Per paradosso, benché racconti di un’Italia che è altrove nel tempo, mi è parso, il racconto di Franca, di una bruciante attualità, sia storica sia sentimentale. Un po’ come accade quando si legge nel libro di Elsa Morante che racconta La storia, lo stupro da cui poi nasce Useppe. E’ tutto, terribilmente, ancora vero: la guerra, i distacchi, le nuove famiglie, le canzoni d’amore.
Credo che sarebbe un bel libro da far leggere ai ragazzi delle terze liceo, un bel libro per raccontare il confine fra personale e sociale.

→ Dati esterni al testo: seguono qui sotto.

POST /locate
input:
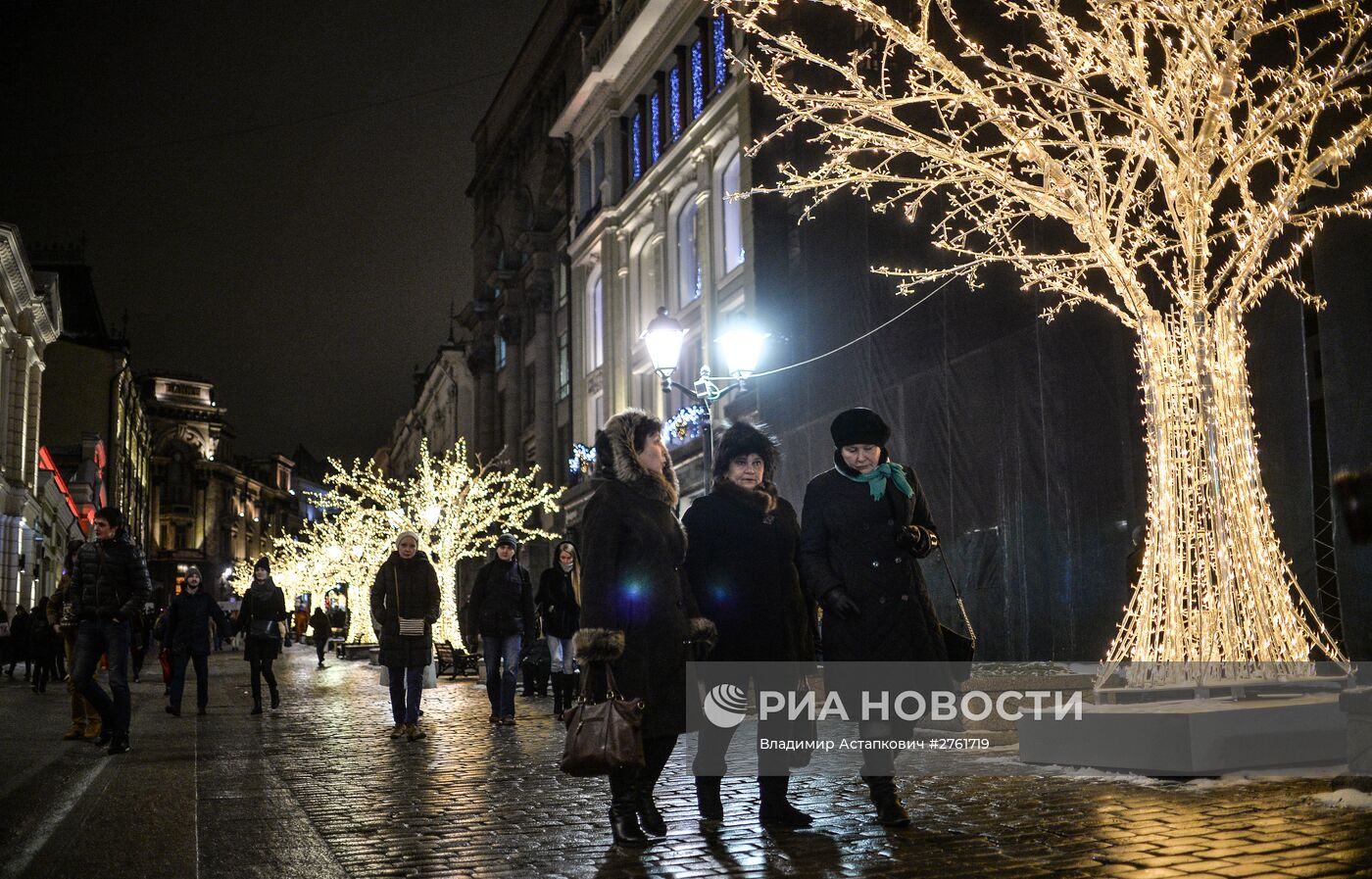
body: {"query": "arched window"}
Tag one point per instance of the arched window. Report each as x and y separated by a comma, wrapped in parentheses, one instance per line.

E per certo un bellissimo modo per evidenziare, sottolineare e vedere come la scrittura ( e la scrittura di sé) entri a passo lieve nella vite delle persone: per cambiarle, per aprirle come si fa con un libro che si inizia a leggere: per la prima, la seconda, la terza volta.
Franca mi ha donato anche il suo secondo libro, io però adesso me ne sto qui con questo, che ho davvero molto amato e sentito. Con un invito, ai miei amici che fanno scuola ai ragazzi, a pensarlo fra le possibili scelte per i libri da leggere a scuola, perché non solo nella letteratura ufficiale abita il battito profondo e sincero e accurato, elegante e discreto, della vita e della storia.
Grazie mille, Franca, per avermi portata con te dentro e fuori da quel grido perduto in silenzio (di tua sorella e tua madre), e poi ancora fuori da lì, fino a quando la madre sai diventata tu.